But despite this latest attempt to disrupt access to Google’s services there was a workaround for determined Gmail users who could still access their email through apps like Apple Mail, Microsoft Outlook, and Apple iPhone’s Mail which use POP, SMTP, and IMAP rather than the conventional web interface. Access to services via this method was, reportedly, somewhat hit and miss.

Now, however, even that workaround has been shut off.

It appears that the only solution now is for China-based internet users to choose another email service (let’s hope that it respects the users’ privacy) or find a Virtual Private Network (VPN) that can circumvent the Great Firewall of China, and allow unhindered access to censored websites and services.

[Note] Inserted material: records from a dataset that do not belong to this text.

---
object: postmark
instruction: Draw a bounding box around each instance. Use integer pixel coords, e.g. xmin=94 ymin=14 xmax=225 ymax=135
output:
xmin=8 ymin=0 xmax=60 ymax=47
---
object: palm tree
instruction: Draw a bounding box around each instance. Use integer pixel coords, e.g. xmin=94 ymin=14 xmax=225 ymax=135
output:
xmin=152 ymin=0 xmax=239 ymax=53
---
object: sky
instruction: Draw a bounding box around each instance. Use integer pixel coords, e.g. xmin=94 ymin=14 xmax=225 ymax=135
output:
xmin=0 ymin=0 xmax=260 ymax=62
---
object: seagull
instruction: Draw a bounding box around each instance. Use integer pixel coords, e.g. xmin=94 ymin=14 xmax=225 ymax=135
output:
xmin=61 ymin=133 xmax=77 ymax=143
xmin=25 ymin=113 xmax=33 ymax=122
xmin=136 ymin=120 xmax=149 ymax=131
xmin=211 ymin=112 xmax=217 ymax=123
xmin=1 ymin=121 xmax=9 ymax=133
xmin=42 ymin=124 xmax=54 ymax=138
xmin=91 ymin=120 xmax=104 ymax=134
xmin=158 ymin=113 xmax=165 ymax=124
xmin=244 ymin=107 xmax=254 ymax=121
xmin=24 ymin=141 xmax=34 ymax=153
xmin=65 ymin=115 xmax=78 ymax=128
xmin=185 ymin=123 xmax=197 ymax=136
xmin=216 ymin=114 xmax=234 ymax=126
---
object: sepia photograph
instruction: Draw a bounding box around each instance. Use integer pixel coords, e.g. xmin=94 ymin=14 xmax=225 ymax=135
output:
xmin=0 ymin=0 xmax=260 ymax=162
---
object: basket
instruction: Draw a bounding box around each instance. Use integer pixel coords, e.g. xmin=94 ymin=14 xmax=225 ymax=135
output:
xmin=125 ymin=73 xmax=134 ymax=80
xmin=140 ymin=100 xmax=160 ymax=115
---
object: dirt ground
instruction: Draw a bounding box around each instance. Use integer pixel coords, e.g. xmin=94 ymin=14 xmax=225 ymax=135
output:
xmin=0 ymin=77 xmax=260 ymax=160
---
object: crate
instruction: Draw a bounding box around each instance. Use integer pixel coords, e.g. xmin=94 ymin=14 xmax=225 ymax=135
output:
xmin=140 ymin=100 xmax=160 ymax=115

Online life just got harder for residents of China who relied upon Google’s services to communicate with the outside world, and those travelling to the country for business or pleasure.

Update: Gmail access remains elusive for computer users in China


Graham Cluley is an award-winning keynote speaker who has given presentations around the world about cybersecurity, hackers, and online privacy. A veteran of the computer security industry since the early 1990s, he wrote the first ever version of Dr Solomon's Anti-Virus Toolkit for Windows, makes regular media appearances, and is the co-host of the popular "Smashing Security" podcast. Follow him on Twitter, Mastodon, Threads, Bluesky, or drop him an email.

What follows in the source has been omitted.